A 31-year-old Sam Oyugi Abero clad in a black shirt and grey khaki pants, standing at about six feet tall welcomes me with a beaming smile despite having set up the interview on short notice.
An inquiry into his early childhood life opens me up to a life full of pain but with a resilient spirit. Due to communication difficulties, Abero says he encountered several problems with his parents, siblings and community members since they did not know sign language.
“Whenever I would see people talking and laughing in my presence, I would imagine they are talking about me and would be very angry and end up fighting with them,” he says.
Born in 1981 to Alfred Olugu and Helen Abwoc of Oyam District, Abero is the second child in a family of five. He started his education journey at Ikwera Negri School for the Disabled in Apac District in 1998 to 2005.
He joined Wakiso Secondary School for the Deaf in Wakiso District where he studied for both O and A-Level between 2005 and 2011.
After A-Level, Abero could not continue with studies for a year as his parents could not afford to send him to a higher institution of learning.
“My parents were economically incapacitated, besides most of the institutions at that time did not have sign language instructors. So I chose to go for a theological course from 2013 to 2015 at Messiah Theological Institute in Mbale, an affiliated institution to Livingstone International University,” he said.
“I had one year of internship with the same institution after my course which gave me an additional basic training on primary education,” he adds.

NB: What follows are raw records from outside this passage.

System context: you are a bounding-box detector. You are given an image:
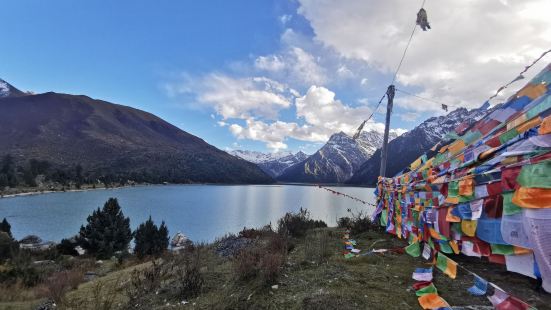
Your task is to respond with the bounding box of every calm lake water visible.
[0,185,375,243]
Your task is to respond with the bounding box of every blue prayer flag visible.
[467,275,488,296]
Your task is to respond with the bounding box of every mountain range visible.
[229,150,308,178]
[0,79,273,185]
[277,130,397,183]
[347,106,490,185]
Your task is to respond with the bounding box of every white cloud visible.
[280,14,292,25]
[168,73,292,120]
[255,55,285,72]
[398,112,420,122]
[297,0,551,108]
[296,85,373,134]
[225,85,389,151]
[253,46,327,86]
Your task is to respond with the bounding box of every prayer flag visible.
[412,281,432,291]
[487,283,510,307]
[467,275,488,296]
[422,243,433,260]
[344,253,355,259]
[406,240,421,257]
[418,293,449,309]
[512,187,551,209]
[496,296,535,310]
[461,241,482,257]
[461,220,477,237]
[517,161,551,189]
[436,252,457,279]
[449,240,460,255]
[491,244,515,255]
[412,267,433,282]
[416,283,438,296]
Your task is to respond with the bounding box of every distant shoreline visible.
[0,184,147,199]
[0,182,371,199]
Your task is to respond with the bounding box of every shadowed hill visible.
[0,85,273,184]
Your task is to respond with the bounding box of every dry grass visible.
[3,227,551,309]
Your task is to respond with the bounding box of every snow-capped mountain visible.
[277,130,398,183]
[0,79,25,98]
[347,105,492,185]
[229,150,293,164]
[0,81,9,97]
[229,150,308,178]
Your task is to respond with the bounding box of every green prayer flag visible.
[461,130,483,145]
[439,241,453,254]
[451,222,462,236]
[448,181,459,197]
[428,238,435,250]
[381,209,388,227]
[436,253,448,273]
[415,283,438,297]
[491,244,514,255]
[526,96,551,119]
[499,128,520,145]
[405,241,421,257]
[344,253,355,259]
[503,192,522,215]
[518,161,551,189]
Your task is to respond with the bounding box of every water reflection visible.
[0,185,375,242]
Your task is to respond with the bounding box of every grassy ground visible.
[2,227,550,310]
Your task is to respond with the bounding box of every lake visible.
[0,184,376,243]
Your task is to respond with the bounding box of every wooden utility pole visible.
[379,84,395,177]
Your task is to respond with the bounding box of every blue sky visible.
[1,0,550,154]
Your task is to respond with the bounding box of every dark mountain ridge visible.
[0,81,273,185]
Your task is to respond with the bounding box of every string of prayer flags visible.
[375,63,551,295]
[318,185,374,206]
[342,229,362,258]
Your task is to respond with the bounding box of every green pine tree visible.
[134,216,169,259]
[0,218,12,238]
[78,198,132,259]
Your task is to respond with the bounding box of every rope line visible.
[391,0,426,85]
[353,0,426,139]
[318,185,377,207]
[395,88,461,109]
[488,47,551,102]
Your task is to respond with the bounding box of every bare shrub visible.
[259,253,284,285]
[233,233,287,285]
[238,227,264,239]
[277,208,327,238]
[172,247,204,299]
[234,247,262,281]
[303,230,333,264]
[37,269,84,303]
[125,260,165,306]
[339,211,382,235]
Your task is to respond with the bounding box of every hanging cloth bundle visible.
[352,120,366,140]
[416,8,431,31]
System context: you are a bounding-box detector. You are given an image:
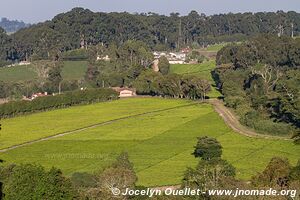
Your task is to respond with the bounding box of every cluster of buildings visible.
[5,61,31,68]
[153,51,187,65]
[22,92,49,101]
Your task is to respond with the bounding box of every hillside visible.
[0,98,299,186]
[0,61,88,82]
[1,9,300,63]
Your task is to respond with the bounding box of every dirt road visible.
[207,99,291,140]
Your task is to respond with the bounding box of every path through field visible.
[208,99,291,140]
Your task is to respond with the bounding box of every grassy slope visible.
[1,98,299,186]
[0,98,190,149]
[170,60,222,98]
[0,65,36,82]
[62,61,88,80]
[206,43,227,51]
[0,61,88,82]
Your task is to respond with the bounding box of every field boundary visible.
[0,102,199,153]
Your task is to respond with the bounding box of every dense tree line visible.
[133,70,211,100]
[214,35,300,141]
[1,9,300,63]
[85,40,154,88]
[0,88,118,118]
[0,28,12,67]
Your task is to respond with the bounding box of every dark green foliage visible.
[46,64,63,93]
[183,137,235,195]
[2,9,300,63]
[215,35,300,139]
[85,65,100,86]
[82,152,138,199]
[0,81,40,99]
[133,71,211,99]
[192,136,222,160]
[0,159,3,200]
[252,157,291,188]
[290,160,300,181]
[70,172,97,188]
[187,51,208,63]
[0,88,118,118]
[85,40,154,88]
[112,152,134,171]
[62,49,89,61]
[158,56,170,75]
[1,164,75,200]
[0,28,12,64]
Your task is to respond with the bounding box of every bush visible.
[1,164,76,200]
[0,88,118,118]
[240,111,297,136]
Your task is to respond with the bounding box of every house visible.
[167,52,186,64]
[152,51,187,65]
[96,55,110,61]
[111,87,137,98]
[18,61,31,66]
[181,47,191,54]
[28,92,48,100]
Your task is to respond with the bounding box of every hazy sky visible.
[1,0,300,23]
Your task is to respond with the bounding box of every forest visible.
[0,8,300,64]
[215,35,300,141]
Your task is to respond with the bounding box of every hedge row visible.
[0,88,119,118]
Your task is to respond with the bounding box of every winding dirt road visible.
[207,99,291,140]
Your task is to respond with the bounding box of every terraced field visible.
[0,98,299,187]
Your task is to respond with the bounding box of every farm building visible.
[111,87,137,97]
[152,51,187,65]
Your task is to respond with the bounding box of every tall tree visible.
[158,56,170,75]
[193,136,223,161]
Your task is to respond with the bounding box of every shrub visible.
[240,111,297,136]
[2,164,76,200]
[0,88,118,118]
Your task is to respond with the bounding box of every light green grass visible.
[61,61,88,80]
[0,61,87,82]
[0,98,299,187]
[0,65,36,82]
[0,98,191,149]
[170,60,222,98]
[206,43,227,51]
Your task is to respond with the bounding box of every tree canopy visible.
[1,9,300,63]
[215,35,300,140]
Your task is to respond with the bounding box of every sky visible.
[1,0,300,23]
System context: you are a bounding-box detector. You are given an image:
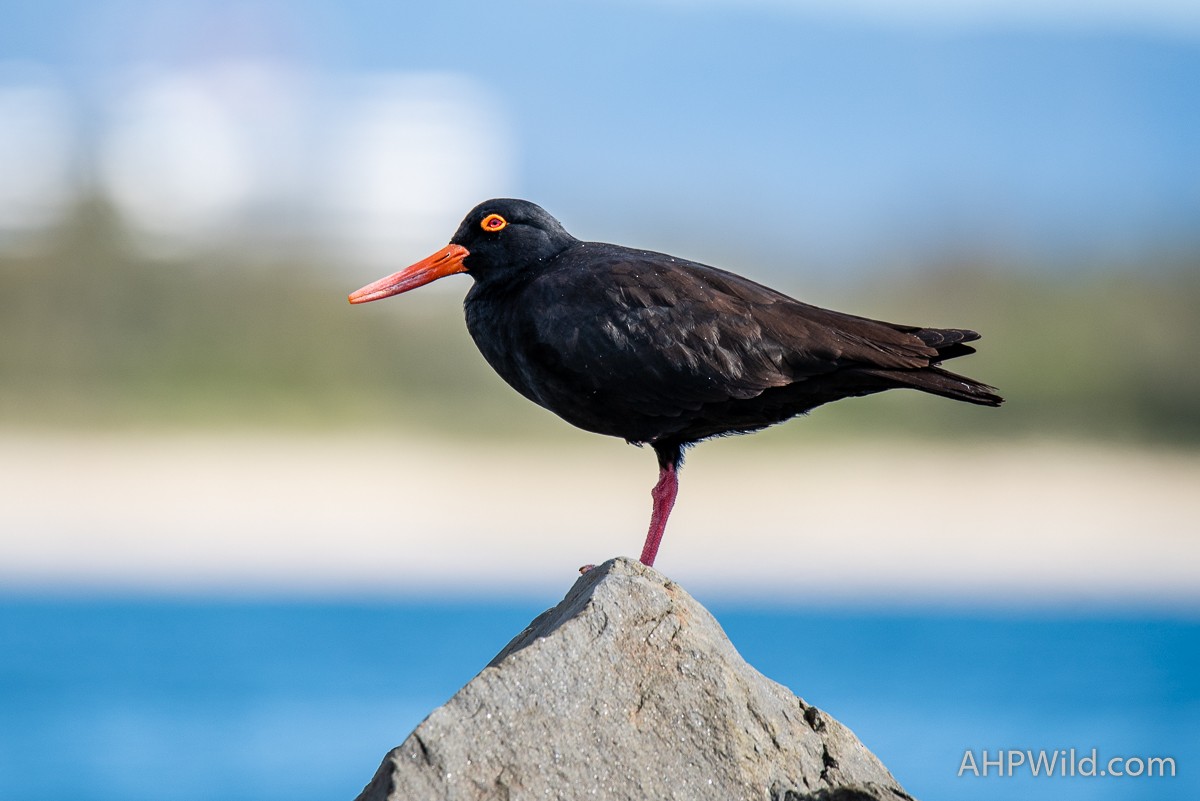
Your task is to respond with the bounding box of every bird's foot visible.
[578,563,596,574]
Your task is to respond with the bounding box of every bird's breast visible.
[464,285,561,409]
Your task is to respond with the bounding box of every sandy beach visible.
[2,432,1197,606]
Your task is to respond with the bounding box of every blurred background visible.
[0,1,1197,799]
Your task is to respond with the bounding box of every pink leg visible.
[639,462,678,567]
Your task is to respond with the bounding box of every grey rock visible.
[355,557,915,801]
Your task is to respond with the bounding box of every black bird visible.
[349,199,1002,567]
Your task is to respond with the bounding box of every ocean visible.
[1,596,1195,801]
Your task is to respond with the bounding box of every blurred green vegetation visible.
[2,199,1198,446]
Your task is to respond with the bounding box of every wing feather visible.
[518,248,949,419]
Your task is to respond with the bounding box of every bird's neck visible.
[469,241,578,294]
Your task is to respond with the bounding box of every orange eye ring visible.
[481,213,507,232]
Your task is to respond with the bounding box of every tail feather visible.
[910,366,1004,406]
[863,364,1004,407]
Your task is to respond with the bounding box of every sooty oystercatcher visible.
[349,199,1003,567]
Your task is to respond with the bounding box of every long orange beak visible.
[347,244,470,304]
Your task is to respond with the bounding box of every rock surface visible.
[355,558,915,801]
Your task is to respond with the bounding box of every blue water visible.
[1,596,1195,801]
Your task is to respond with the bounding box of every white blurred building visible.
[0,58,516,266]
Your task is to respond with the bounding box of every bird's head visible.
[348,199,576,304]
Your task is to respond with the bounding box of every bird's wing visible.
[523,248,943,417]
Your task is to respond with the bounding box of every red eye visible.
[481,213,507,232]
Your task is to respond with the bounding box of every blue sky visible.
[1,0,1198,272]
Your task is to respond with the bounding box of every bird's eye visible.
[481,213,507,232]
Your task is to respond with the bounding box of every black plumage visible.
[350,199,1002,566]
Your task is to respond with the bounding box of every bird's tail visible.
[871,365,1004,407]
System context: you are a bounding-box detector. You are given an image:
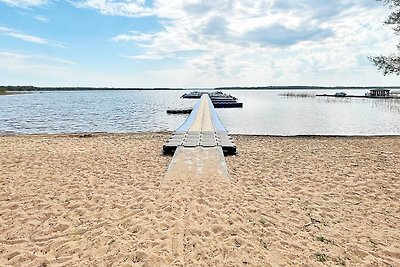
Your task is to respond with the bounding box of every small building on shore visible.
[368,89,391,97]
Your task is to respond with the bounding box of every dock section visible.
[159,94,233,265]
[163,94,236,155]
[181,91,243,108]
[157,147,231,265]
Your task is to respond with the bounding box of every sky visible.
[0,0,400,88]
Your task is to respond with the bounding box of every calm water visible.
[0,90,399,135]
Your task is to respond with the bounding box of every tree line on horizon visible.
[2,85,400,92]
[0,86,184,91]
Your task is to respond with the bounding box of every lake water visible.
[0,90,399,135]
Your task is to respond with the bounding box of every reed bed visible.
[280,92,316,98]
[373,98,400,113]
[390,90,400,96]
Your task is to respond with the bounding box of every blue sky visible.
[0,0,399,87]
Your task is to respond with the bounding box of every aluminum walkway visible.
[159,94,235,263]
[163,94,236,155]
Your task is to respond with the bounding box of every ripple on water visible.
[0,90,399,135]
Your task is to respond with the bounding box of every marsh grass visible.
[335,256,347,266]
[317,97,352,103]
[390,90,400,95]
[280,92,316,98]
[0,88,7,95]
[373,98,400,113]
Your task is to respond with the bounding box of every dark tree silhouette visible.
[370,0,400,75]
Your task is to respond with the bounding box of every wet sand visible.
[0,133,399,266]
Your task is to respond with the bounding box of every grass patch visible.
[335,256,346,266]
[315,252,329,263]
[0,88,7,95]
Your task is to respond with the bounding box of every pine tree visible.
[370,0,400,75]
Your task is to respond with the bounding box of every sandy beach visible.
[0,133,399,266]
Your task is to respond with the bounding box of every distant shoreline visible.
[0,86,185,92]
[1,85,400,92]
[216,86,400,90]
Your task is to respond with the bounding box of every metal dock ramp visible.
[163,94,236,155]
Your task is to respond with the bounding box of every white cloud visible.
[34,15,50,23]
[111,31,153,42]
[0,51,75,64]
[0,50,74,86]
[104,0,399,86]
[3,0,399,86]
[0,26,65,48]
[70,0,152,17]
[8,32,47,44]
[126,54,167,60]
[0,0,48,8]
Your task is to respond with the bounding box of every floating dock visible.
[181,91,243,108]
[166,108,193,114]
[163,94,236,155]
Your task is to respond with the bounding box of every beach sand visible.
[0,133,399,266]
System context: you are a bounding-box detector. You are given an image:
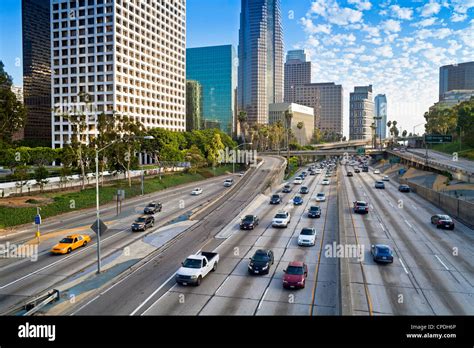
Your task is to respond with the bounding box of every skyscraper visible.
[350,85,374,141]
[186,81,203,132]
[22,0,51,144]
[284,50,311,104]
[186,45,237,135]
[238,0,284,125]
[374,94,387,140]
[51,0,186,148]
[294,83,343,141]
[439,61,474,100]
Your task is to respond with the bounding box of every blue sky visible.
[1,0,473,135]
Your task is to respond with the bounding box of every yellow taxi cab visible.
[51,234,91,254]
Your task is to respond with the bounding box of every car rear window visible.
[301,228,315,235]
[286,266,304,275]
[275,213,287,219]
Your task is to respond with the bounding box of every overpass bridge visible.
[262,148,384,157]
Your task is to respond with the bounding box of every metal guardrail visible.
[3,289,60,316]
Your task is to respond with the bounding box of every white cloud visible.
[365,37,383,45]
[447,40,462,55]
[382,19,401,33]
[300,18,332,34]
[360,55,377,62]
[348,0,372,11]
[414,17,437,27]
[375,45,394,58]
[390,5,413,20]
[323,33,357,46]
[362,24,380,37]
[451,13,467,22]
[420,1,441,17]
[308,0,364,26]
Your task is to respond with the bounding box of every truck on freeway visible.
[175,251,219,286]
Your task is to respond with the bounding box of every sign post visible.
[34,207,41,244]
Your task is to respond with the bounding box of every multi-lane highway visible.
[1,154,472,316]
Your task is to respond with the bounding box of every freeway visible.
[407,148,474,174]
[0,173,240,314]
[141,163,338,315]
[341,163,474,315]
[65,156,286,315]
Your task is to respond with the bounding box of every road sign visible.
[390,157,401,164]
[34,215,41,225]
[425,134,453,144]
[357,147,366,155]
[117,189,125,201]
[91,219,108,236]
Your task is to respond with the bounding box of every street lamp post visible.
[94,135,153,274]
[233,142,252,175]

As such, Abero says, he is able to teach all the four core subjects of primary education due to the training he got. He now teaches deaf children at Mother Tereza Nursery and Primary school, an inclusive school in Gulu Town.
Abero, who was speaking through an interpreter, says he has taught for the last three years at the school. “Being deaf myself, I felt I needed to give back to the community and my first thought was imparting skills in deaf children,” he asserts. He teaches Primary Five and Six and says he loves the Mathematics lessons more. “These deaf children you see are very good at Maths than any other subject,” he says.
He is proud to say that in the last three years, about 100 pupils have gone through his hands and he is grateful that he has contributed to the society positively.
“The deaf children I teach have also participated in debate competitions which is a great encouragement. Last year, Mother Tereza won the debate competition about child abuse among primary schools in Pece Division, Gulu Town,” Abero recounts.
As a source of encouragement, he assures his pupils that they can also make it in life not only in formal education but also vocational training.
“Some of my former pupils have not been able to make it in formal education but are superstars when it comes to vocational courses,” he said.
To ease communication between non-deaf teachers and deaf pupils in the school, Abero is training some teachers in sign language. As a way of helping reduce stigma on deaf people, the 31-year-old is reaching out to communities searching for deaf children and speaking to their parents about benefits of educating them.